Gypsy Baron wrote:
There is a fatal flaw in the FSX logbook edit funtion that will corrupt your logbook.bin file
if you attempt to add or edit comments or other information on any record other than the very last one.
If the record length chages....a comment added or the length of the comment changes...you will
wind up with a corrupted logbook.
I have to mention a funny FSX trivia grin I get when I see that mentioned. Waaaaaay back when FSX first came out I started having issues with FSX spontaneously not wanting to start. Because it was still pretty new there wasn't a lot of help to be found in the dozen or so flight sim sites I visited on a daily basis. I didn't see anywhere that someone had mentioned having the issue, let alone having a solution for something not widely recognized yet as an FSX bugger. I ended up having to figure the problem out myself. It ended up being pretty easy for me to zero in on because of my over attention to keeping my MSFS logbook organized.
Everytime FSX would go corrupt, I would reload it at first and then after it kept happening, I started listing anything that I was doing that might cause the problem. It became obvious real quick, that the one thing in common with every flight just prior to the FSX not wanting to start, was that I had done extensive logbook editing. As a natural testing progression, I finally figured out that when FSX started freezing at the same point each time, that simply deleting the logbook.bin file cured the problem 100% of the time. As soon as I was convinced I had the answer to a problem that I didn't see anybody talking about yet, I posted the find and fix over at SimHQ. Lewis was one of the first ones to respond to my post and when I went back to check sometime later it, Lewis headed it up as a sticky over there. As far as I know that was the earliest posting about the FSX corrupt logbook problem & fix that I ever saw. There weren't any logbook editors or recovery programs back then that I knew of, so my only solution was to always keep a back up of my last good logbook as a replacement.
These days I use three logbook programs, four if you count the actual FSX default logbook.
I use the FSX default logbook strictly for keeping track of the total flight hours. It was either FS9 or FSX that I figured out keeps track of time internally over one decimal place deep. This creates "floating" flight time in programs that track at only one decimal place.
I use Lamont's logbook editor you mentioned as the only place that I ever edit an FSX logbook entry.
I use Vertigo's FSX Logbook Viewer to double check total aircraft hours and other trivia. This was the program that helped me figure out why if I totaled out the individual aircraft total hours that it sometimes didn't match the actual total logbook hours. The difference ended up being in the number of decimal points deep. It tracks at one deep and FSX is deeper.
I use my own logbook tracker to put all of the info together in the one place that I know it's sorted out as much as possible.
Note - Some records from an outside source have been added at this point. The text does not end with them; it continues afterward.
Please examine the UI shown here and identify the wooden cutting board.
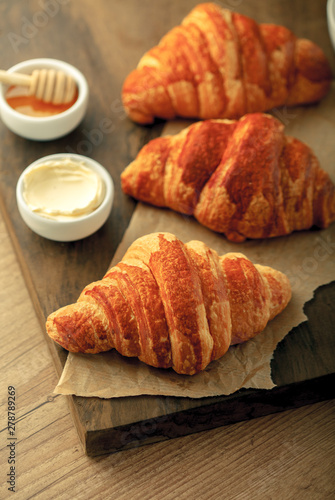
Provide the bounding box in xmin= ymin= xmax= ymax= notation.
xmin=0 ymin=0 xmax=335 ymax=457
xmin=2 ymin=172 xmax=335 ymax=457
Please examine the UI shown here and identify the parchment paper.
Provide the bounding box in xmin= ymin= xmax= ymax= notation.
xmin=54 ymin=85 xmax=335 ymax=399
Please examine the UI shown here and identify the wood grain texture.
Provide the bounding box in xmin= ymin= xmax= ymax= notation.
xmin=0 ymin=0 xmax=335 ymax=493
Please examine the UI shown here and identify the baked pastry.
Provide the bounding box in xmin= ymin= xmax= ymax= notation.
xmin=46 ymin=232 xmax=291 ymax=375
xmin=121 ymin=3 xmax=332 ymax=124
xmin=121 ymin=113 xmax=335 ymax=242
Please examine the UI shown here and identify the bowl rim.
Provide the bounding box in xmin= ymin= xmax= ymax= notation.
xmin=328 ymin=0 xmax=335 ymax=25
xmin=16 ymin=153 xmax=114 ymax=228
xmin=0 ymin=58 xmax=89 ymax=124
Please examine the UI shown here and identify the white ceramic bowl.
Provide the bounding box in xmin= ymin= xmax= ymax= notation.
xmin=0 ymin=58 xmax=89 ymax=140
xmin=16 ymin=153 xmax=114 ymax=242
xmin=328 ymin=0 xmax=335 ymax=52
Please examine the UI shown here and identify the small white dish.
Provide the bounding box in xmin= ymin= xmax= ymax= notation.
xmin=327 ymin=0 xmax=335 ymax=52
xmin=16 ymin=153 xmax=114 ymax=242
xmin=0 ymin=58 xmax=89 ymax=141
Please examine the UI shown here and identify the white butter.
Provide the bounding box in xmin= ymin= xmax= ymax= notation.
xmin=23 ymin=158 xmax=105 ymax=221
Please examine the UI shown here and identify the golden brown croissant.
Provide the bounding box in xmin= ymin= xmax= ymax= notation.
xmin=121 ymin=3 xmax=332 ymax=124
xmin=46 ymin=232 xmax=291 ymax=375
xmin=121 ymin=113 xmax=335 ymax=242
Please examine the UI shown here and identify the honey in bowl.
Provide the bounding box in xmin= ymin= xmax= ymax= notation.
xmin=5 ymin=85 xmax=78 ymax=117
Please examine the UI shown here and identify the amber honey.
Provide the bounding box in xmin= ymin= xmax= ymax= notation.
xmin=5 ymin=85 xmax=78 ymax=117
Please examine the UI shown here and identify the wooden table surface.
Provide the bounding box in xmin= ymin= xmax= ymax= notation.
xmin=1 ymin=0 xmax=335 ymax=498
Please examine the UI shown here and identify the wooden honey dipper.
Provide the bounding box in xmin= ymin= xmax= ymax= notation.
xmin=0 ymin=68 xmax=77 ymax=104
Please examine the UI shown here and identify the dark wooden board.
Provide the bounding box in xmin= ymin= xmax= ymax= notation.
xmin=1 ymin=0 xmax=335 ymax=456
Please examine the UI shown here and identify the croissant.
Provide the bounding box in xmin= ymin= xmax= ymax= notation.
xmin=121 ymin=113 xmax=335 ymax=242
xmin=121 ymin=3 xmax=332 ymax=124
xmin=46 ymin=232 xmax=291 ymax=375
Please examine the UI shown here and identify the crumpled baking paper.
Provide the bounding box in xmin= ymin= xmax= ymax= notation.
xmin=54 ymin=85 xmax=335 ymax=399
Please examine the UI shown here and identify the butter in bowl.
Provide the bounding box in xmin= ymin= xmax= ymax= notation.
xmin=16 ymin=153 xmax=114 ymax=242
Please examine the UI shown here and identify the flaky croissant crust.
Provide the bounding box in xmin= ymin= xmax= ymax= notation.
xmin=46 ymin=232 xmax=291 ymax=375
xmin=122 ymin=3 xmax=332 ymax=124
xmin=121 ymin=113 xmax=335 ymax=242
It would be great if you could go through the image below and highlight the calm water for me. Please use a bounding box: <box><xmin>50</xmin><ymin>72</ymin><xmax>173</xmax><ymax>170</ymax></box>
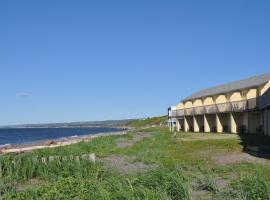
<box><xmin>0</xmin><ymin>127</ymin><xmax>123</xmax><ymax>146</ymax></box>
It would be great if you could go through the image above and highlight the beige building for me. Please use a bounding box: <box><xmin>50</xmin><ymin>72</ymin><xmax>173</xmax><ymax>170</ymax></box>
<box><xmin>169</xmin><ymin>73</ymin><xmax>270</xmax><ymax>135</ymax></box>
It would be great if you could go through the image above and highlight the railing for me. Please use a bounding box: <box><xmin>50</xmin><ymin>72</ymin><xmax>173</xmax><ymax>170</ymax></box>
<box><xmin>185</xmin><ymin>108</ymin><xmax>194</xmax><ymax>116</ymax></box>
<box><xmin>217</xmin><ymin>102</ymin><xmax>231</xmax><ymax>113</ymax></box>
<box><xmin>176</xmin><ymin>109</ymin><xmax>185</xmax><ymax>116</ymax></box>
<box><xmin>194</xmin><ymin>106</ymin><xmax>205</xmax><ymax>115</ymax></box>
<box><xmin>169</xmin><ymin>97</ymin><xmax>263</xmax><ymax>118</ymax></box>
<box><xmin>205</xmin><ymin>105</ymin><xmax>217</xmax><ymax>114</ymax></box>
<box><xmin>168</xmin><ymin>110</ymin><xmax>177</xmax><ymax>117</ymax></box>
<box><xmin>231</xmin><ymin>100</ymin><xmax>247</xmax><ymax>111</ymax></box>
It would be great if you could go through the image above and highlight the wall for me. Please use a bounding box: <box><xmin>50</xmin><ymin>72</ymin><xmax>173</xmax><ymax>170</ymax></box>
<box><xmin>203</xmin><ymin>97</ymin><xmax>214</xmax><ymax>105</ymax></box>
<box><xmin>176</xmin><ymin>103</ymin><xmax>184</xmax><ymax>110</ymax></box>
<box><xmin>215</xmin><ymin>95</ymin><xmax>227</xmax><ymax>104</ymax></box>
<box><xmin>229</xmin><ymin>92</ymin><xmax>242</xmax><ymax>102</ymax></box>
<box><xmin>193</xmin><ymin>99</ymin><xmax>203</xmax><ymax>107</ymax></box>
<box><xmin>184</xmin><ymin>101</ymin><xmax>193</xmax><ymax>108</ymax></box>
<box><xmin>246</xmin><ymin>89</ymin><xmax>257</xmax><ymax>99</ymax></box>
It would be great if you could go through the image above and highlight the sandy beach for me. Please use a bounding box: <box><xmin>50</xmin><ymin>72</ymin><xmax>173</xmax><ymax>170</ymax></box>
<box><xmin>0</xmin><ymin>130</ymin><xmax>128</xmax><ymax>155</ymax></box>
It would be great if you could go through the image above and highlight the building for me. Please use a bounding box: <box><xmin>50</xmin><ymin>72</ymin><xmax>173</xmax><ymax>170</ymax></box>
<box><xmin>168</xmin><ymin>106</ymin><xmax>177</xmax><ymax>131</ymax></box>
<box><xmin>168</xmin><ymin>73</ymin><xmax>270</xmax><ymax>135</ymax></box>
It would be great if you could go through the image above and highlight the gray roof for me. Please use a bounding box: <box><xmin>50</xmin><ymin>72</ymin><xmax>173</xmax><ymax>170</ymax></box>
<box><xmin>183</xmin><ymin>73</ymin><xmax>270</xmax><ymax>101</ymax></box>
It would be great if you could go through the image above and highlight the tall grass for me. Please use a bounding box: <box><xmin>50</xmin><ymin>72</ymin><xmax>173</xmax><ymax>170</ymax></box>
<box><xmin>0</xmin><ymin>153</ymin><xmax>191</xmax><ymax>200</ymax></box>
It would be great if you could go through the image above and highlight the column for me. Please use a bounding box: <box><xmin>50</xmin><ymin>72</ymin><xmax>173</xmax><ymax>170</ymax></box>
<box><xmin>204</xmin><ymin>115</ymin><xmax>210</xmax><ymax>133</ymax></box>
<box><xmin>184</xmin><ymin>117</ymin><xmax>189</xmax><ymax>132</ymax></box>
<box><xmin>216</xmin><ymin>114</ymin><xmax>223</xmax><ymax>133</ymax></box>
<box><xmin>176</xmin><ymin>119</ymin><xmax>181</xmax><ymax>132</ymax></box>
<box><xmin>193</xmin><ymin>116</ymin><xmax>199</xmax><ymax>132</ymax></box>
<box><xmin>229</xmin><ymin>113</ymin><xmax>237</xmax><ymax>133</ymax></box>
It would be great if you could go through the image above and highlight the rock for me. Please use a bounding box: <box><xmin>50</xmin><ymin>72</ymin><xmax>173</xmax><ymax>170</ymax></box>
<box><xmin>45</xmin><ymin>140</ymin><xmax>57</xmax><ymax>145</ymax></box>
<box><xmin>88</xmin><ymin>153</ymin><xmax>96</xmax><ymax>163</ymax></box>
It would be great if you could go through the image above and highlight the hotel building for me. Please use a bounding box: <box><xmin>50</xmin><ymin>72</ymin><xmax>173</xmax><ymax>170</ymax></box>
<box><xmin>168</xmin><ymin>73</ymin><xmax>270</xmax><ymax>135</ymax></box>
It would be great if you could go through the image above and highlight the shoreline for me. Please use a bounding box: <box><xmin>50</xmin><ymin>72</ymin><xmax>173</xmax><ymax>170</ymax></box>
<box><xmin>0</xmin><ymin>130</ymin><xmax>129</xmax><ymax>155</ymax></box>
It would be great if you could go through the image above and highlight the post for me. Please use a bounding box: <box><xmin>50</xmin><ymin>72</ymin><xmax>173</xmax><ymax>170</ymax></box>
<box><xmin>193</xmin><ymin>116</ymin><xmax>199</xmax><ymax>132</ymax></box>
<box><xmin>176</xmin><ymin>119</ymin><xmax>181</xmax><ymax>132</ymax></box>
<box><xmin>216</xmin><ymin>114</ymin><xmax>223</xmax><ymax>133</ymax></box>
<box><xmin>229</xmin><ymin>113</ymin><xmax>237</xmax><ymax>133</ymax></box>
<box><xmin>184</xmin><ymin>116</ymin><xmax>189</xmax><ymax>132</ymax></box>
<box><xmin>204</xmin><ymin>115</ymin><xmax>210</xmax><ymax>133</ymax></box>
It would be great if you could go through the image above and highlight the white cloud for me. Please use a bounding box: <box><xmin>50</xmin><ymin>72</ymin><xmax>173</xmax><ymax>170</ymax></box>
<box><xmin>16</xmin><ymin>92</ymin><xmax>32</xmax><ymax>97</ymax></box>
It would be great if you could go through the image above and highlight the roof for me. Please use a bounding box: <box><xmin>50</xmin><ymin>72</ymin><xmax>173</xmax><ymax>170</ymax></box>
<box><xmin>183</xmin><ymin>73</ymin><xmax>270</xmax><ymax>101</ymax></box>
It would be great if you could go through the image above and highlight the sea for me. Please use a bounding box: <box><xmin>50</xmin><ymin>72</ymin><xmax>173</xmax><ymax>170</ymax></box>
<box><xmin>0</xmin><ymin>127</ymin><xmax>123</xmax><ymax>146</ymax></box>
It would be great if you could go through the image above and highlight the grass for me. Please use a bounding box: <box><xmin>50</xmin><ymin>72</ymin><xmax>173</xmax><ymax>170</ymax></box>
<box><xmin>0</xmin><ymin>127</ymin><xmax>270</xmax><ymax>199</ymax></box>
<box><xmin>125</xmin><ymin>116</ymin><xmax>167</xmax><ymax>128</ymax></box>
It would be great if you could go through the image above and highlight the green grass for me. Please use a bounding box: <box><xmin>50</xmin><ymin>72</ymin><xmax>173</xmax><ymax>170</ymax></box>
<box><xmin>1</xmin><ymin>127</ymin><xmax>270</xmax><ymax>199</ymax></box>
<box><xmin>125</xmin><ymin>116</ymin><xmax>167</xmax><ymax>128</ymax></box>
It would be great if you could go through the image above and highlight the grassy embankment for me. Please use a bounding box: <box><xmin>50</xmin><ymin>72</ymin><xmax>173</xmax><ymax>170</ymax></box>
<box><xmin>125</xmin><ymin>116</ymin><xmax>167</xmax><ymax>128</ymax></box>
<box><xmin>1</xmin><ymin>118</ymin><xmax>270</xmax><ymax>199</ymax></box>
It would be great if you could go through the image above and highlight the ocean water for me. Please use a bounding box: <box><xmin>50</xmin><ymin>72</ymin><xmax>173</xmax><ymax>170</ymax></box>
<box><xmin>0</xmin><ymin>127</ymin><xmax>123</xmax><ymax>146</ymax></box>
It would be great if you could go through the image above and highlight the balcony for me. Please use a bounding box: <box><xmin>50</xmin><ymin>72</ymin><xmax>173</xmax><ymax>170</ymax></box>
<box><xmin>205</xmin><ymin>105</ymin><xmax>217</xmax><ymax>114</ymax></box>
<box><xmin>168</xmin><ymin>110</ymin><xmax>177</xmax><ymax>118</ymax></box>
<box><xmin>170</xmin><ymin>97</ymin><xmax>260</xmax><ymax>118</ymax></box>
<box><xmin>194</xmin><ymin>106</ymin><xmax>205</xmax><ymax>115</ymax></box>
<box><xmin>185</xmin><ymin>108</ymin><xmax>194</xmax><ymax>116</ymax></box>
<box><xmin>231</xmin><ymin>100</ymin><xmax>247</xmax><ymax>111</ymax></box>
<box><xmin>217</xmin><ymin>103</ymin><xmax>231</xmax><ymax>113</ymax></box>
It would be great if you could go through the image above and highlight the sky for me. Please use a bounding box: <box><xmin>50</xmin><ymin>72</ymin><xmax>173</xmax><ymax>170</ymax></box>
<box><xmin>0</xmin><ymin>1</ymin><xmax>270</xmax><ymax>125</ymax></box>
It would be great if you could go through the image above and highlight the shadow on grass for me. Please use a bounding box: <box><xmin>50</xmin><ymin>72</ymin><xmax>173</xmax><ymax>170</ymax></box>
<box><xmin>239</xmin><ymin>133</ymin><xmax>270</xmax><ymax>159</ymax></box>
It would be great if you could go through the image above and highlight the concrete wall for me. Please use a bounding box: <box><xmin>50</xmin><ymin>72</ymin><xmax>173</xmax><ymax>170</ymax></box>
<box><xmin>229</xmin><ymin>92</ymin><xmax>242</xmax><ymax>102</ymax></box>
<box><xmin>203</xmin><ymin>97</ymin><xmax>214</xmax><ymax>106</ymax></box>
<box><xmin>193</xmin><ymin>99</ymin><xmax>203</xmax><ymax>107</ymax></box>
<box><xmin>176</xmin><ymin>103</ymin><xmax>184</xmax><ymax>110</ymax></box>
<box><xmin>184</xmin><ymin>101</ymin><xmax>193</xmax><ymax>108</ymax></box>
<box><xmin>215</xmin><ymin>95</ymin><xmax>227</xmax><ymax>104</ymax></box>
<box><xmin>246</xmin><ymin>88</ymin><xmax>257</xmax><ymax>99</ymax></box>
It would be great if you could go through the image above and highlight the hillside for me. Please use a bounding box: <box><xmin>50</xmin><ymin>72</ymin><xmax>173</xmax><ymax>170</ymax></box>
<box><xmin>125</xmin><ymin>116</ymin><xmax>167</xmax><ymax>128</ymax></box>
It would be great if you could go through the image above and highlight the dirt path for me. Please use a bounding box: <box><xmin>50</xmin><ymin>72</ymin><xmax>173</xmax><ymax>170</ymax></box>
<box><xmin>100</xmin><ymin>132</ymin><xmax>158</xmax><ymax>174</ymax></box>
<box><xmin>115</xmin><ymin>132</ymin><xmax>153</xmax><ymax>149</ymax></box>
<box><xmin>212</xmin><ymin>152</ymin><xmax>270</xmax><ymax>165</ymax></box>
<box><xmin>99</xmin><ymin>155</ymin><xmax>158</xmax><ymax>174</ymax></box>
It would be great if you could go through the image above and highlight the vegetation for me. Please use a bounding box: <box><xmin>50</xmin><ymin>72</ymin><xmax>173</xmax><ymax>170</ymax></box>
<box><xmin>125</xmin><ymin>116</ymin><xmax>167</xmax><ymax>128</ymax></box>
<box><xmin>0</xmin><ymin>127</ymin><xmax>270</xmax><ymax>199</ymax></box>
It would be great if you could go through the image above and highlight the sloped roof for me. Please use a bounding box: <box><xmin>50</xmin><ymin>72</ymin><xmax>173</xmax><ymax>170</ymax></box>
<box><xmin>183</xmin><ymin>73</ymin><xmax>270</xmax><ymax>101</ymax></box>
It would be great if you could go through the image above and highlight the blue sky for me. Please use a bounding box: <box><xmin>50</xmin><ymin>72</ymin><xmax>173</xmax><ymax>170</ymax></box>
<box><xmin>0</xmin><ymin>1</ymin><xmax>269</xmax><ymax>125</ymax></box>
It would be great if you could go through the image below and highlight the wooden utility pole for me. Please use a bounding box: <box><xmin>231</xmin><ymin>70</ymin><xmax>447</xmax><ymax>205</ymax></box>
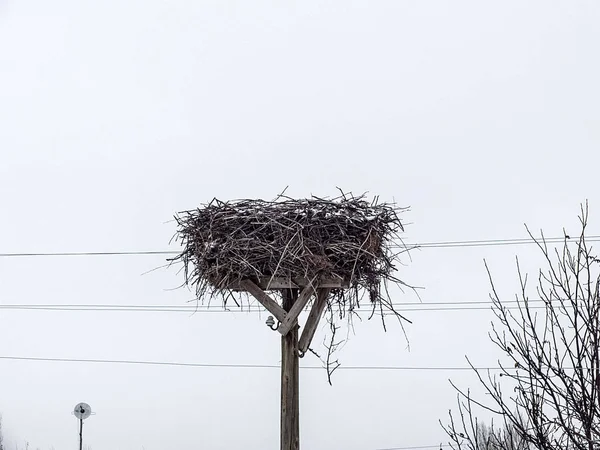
<box><xmin>281</xmin><ymin>289</ymin><xmax>300</xmax><ymax>450</ymax></box>
<box><xmin>235</xmin><ymin>278</ymin><xmax>345</xmax><ymax>450</ymax></box>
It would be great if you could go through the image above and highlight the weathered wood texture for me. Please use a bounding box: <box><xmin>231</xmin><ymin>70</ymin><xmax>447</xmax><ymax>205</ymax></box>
<box><xmin>281</xmin><ymin>289</ymin><xmax>300</xmax><ymax>450</ymax></box>
<box><xmin>229</xmin><ymin>277</ymin><xmax>347</xmax><ymax>290</ymax></box>
<box><xmin>278</xmin><ymin>284</ymin><xmax>315</xmax><ymax>336</ymax></box>
<box><xmin>242</xmin><ymin>281</ymin><xmax>331</xmax><ymax>450</ymax></box>
<box><xmin>298</xmin><ymin>288</ymin><xmax>330</xmax><ymax>354</ymax></box>
<box><xmin>239</xmin><ymin>279</ymin><xmax>287</xmax><ymax>322</ymax></box>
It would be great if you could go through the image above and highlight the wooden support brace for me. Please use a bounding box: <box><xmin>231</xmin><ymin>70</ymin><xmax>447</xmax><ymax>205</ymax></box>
<box><xmin>277</xmin><ymin>284</ymin><xmax>316</xmax><ymax>336</ymax></box>
<box><xmin>298</xmin><ymin>288</ymin><xmax>331</xmax><ymax>354</ymax></box>
<box><xmin>239</xmin><ymin>279</ymin><xmax>287</xmax><ymax>323</ymax></box>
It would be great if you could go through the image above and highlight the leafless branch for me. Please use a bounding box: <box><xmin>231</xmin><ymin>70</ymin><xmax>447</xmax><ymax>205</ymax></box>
<box><xmin>443</xmin><ymin>203</ymin><xmax>600</xmax><ymax>450</ymax></box>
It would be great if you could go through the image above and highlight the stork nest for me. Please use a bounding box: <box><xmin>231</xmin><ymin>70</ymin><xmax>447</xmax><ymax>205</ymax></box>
<box><xmin>171</xmin><ymin>192</ymin><xmax>412</xmax><ymax>318</ymax></box>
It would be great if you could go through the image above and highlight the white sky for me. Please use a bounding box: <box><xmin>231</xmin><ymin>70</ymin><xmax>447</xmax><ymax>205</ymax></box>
<box><xmin>0</xmin><ymin>1</ymin><xmax>599</xmax><ymax>449</ymax></box>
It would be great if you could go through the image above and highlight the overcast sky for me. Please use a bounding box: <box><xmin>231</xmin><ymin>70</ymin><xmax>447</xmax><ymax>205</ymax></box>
<box><xmin>1</xmin><ymin>1</ymin><xmax>599</xmax><ymax>449</ymax></box>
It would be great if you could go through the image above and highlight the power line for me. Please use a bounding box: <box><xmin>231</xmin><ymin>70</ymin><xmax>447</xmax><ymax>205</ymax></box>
<box><xmin>0</xmin><ymin>305</ymin><xmax>546</xmax><ymax>313</ymax></box>
<box><xmin>0</xmin><ymin>349</ymin><xmax>457</xmax><ymax>450</ymax></box>
<box><xmin>0</xmin><ymin>299</ymin><xmax>548</xmax><ymax>307</ymax></box>
<box><xmin>1</xmin><ymin>235</ymin><xmax>598</xmax><ymax>257</ymax></box>
<box><xmin>0</xmin><ymin>355</ymin><xmax>501</xmax><ymax>371</ymax></box>
<box><xmin>376</xmin><ymin>445</ymin><xmax>449</xmax><ymax>450</ymax></box>
<box><xmin>0</xmin><ymin>356</ymin><xmax>465</xmax><ymax>450</ymax></box>
<box><xmin>0</xmin><ymin>250</ymin><xmax>176</xmax><ymax>257</ymax></box>
<box><xmin>0</xmin><ymin>300</ymin><xmax>549</xmax><ymax>313</ymax></box>
<box><xmin>413</xmin><ymin>236</ymin><xmax>600</xmax><ymax>248</ymax></box>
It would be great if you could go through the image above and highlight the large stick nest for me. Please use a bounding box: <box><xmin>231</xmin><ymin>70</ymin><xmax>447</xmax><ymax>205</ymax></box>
<box><xmin>171</xmin><ymin>192</ymin><xmax>412</xmax><ymax>318</ymax></box>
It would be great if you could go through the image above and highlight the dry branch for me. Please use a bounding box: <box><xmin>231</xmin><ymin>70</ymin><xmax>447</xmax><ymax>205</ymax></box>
<box><xmin>171</xmin><ymin>192</ymin><xmax>412</xmax><ymax>322</ymax></box>
<box><xmin>442</xmin><ymin>203</ymin><xmax>600</xmax><ymax>450</ymax></box>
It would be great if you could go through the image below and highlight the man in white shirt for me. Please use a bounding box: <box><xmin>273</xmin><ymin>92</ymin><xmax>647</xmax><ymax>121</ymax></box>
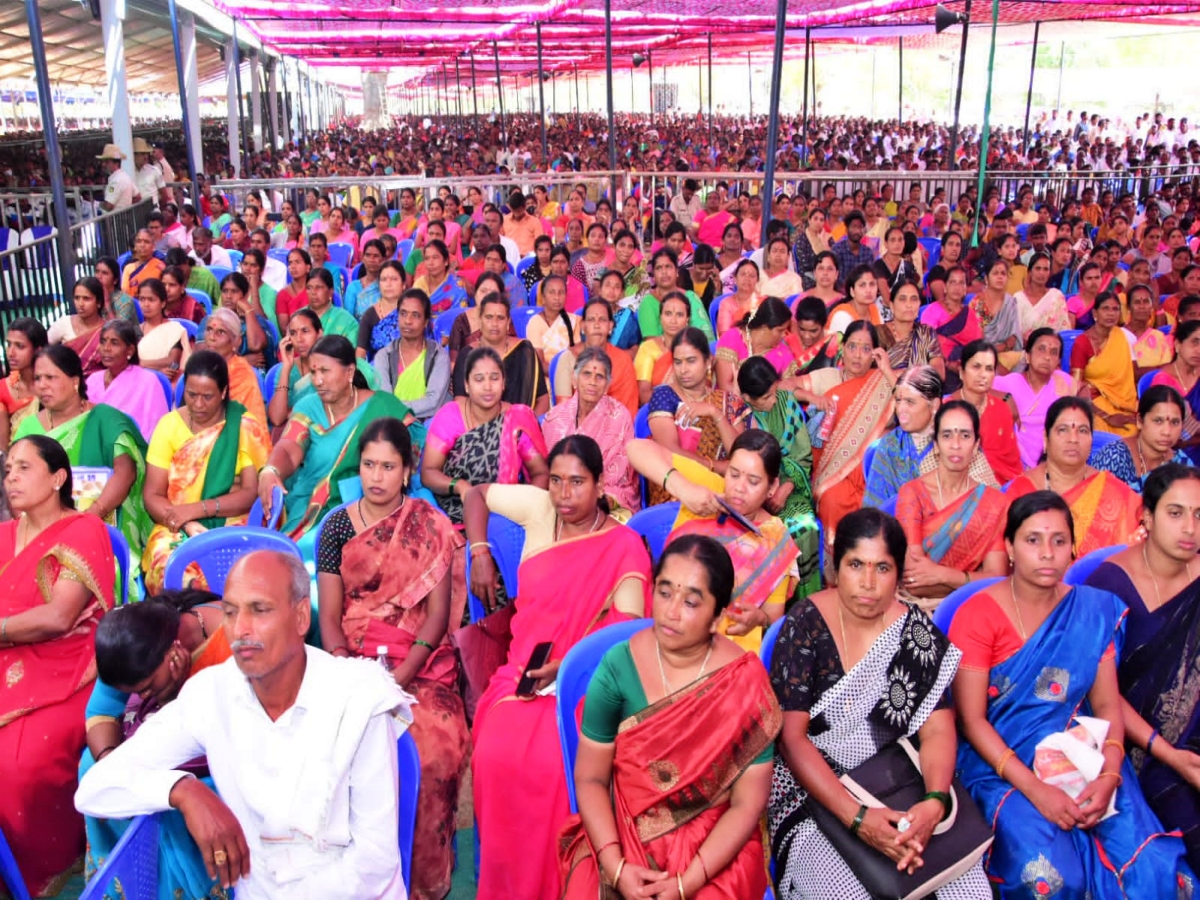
<box><xmin>668</xmin><ymin>178</ymin><xmax>703</xmax><ymax>229</ymax></box>
<box><xmin>190</xmin><ymin>228</ymin><xmax>232</xmax><ymax>270</ymax></box>
<box><xmin>133</xmin><ymin>138</ymin><xmax>170</xmax><ymax>210</ymax></box>
<box><xmin>98</xmin><ymin>144</ymin><xmax>137</xmax><ymax>211</ymax></box>
<box><xmin>76</xmin><ymin>551</ymin><xmax>413</xmax><ymax>900</ymax></box>
<box><xmin>250</xmin><ymin>228</ymin><xmax>287</xmax><ymax>291</ymax></box>
<box><xmin>153</xmin><ymin>143</ymin><xmax>176</xmax><ymax>187</ymax></box>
Here's a section showing the top ten all-times.

With this last ridiculous creation, I have every model of aircraft I've ever flown in MSFS and I can sort it by triva that's beyond trivial.

An interesting but really trivial trivia is that the very last aircraft slot that is usually on the bottom of the list, is a non-aircraft. It's the slot that belongs to the missing decimal point flight time that I mentioned above. This is the difference between what both the FSX default logbook and Vertigo's Logbook Viewer say is the total aircraft hours versus what the total time is if you add up the actual time of each individual aircraft total flight hours. Right now this is usually around .3 to .4 fight hours. It can change with each flight. It depends on those missing decimal points of flight time.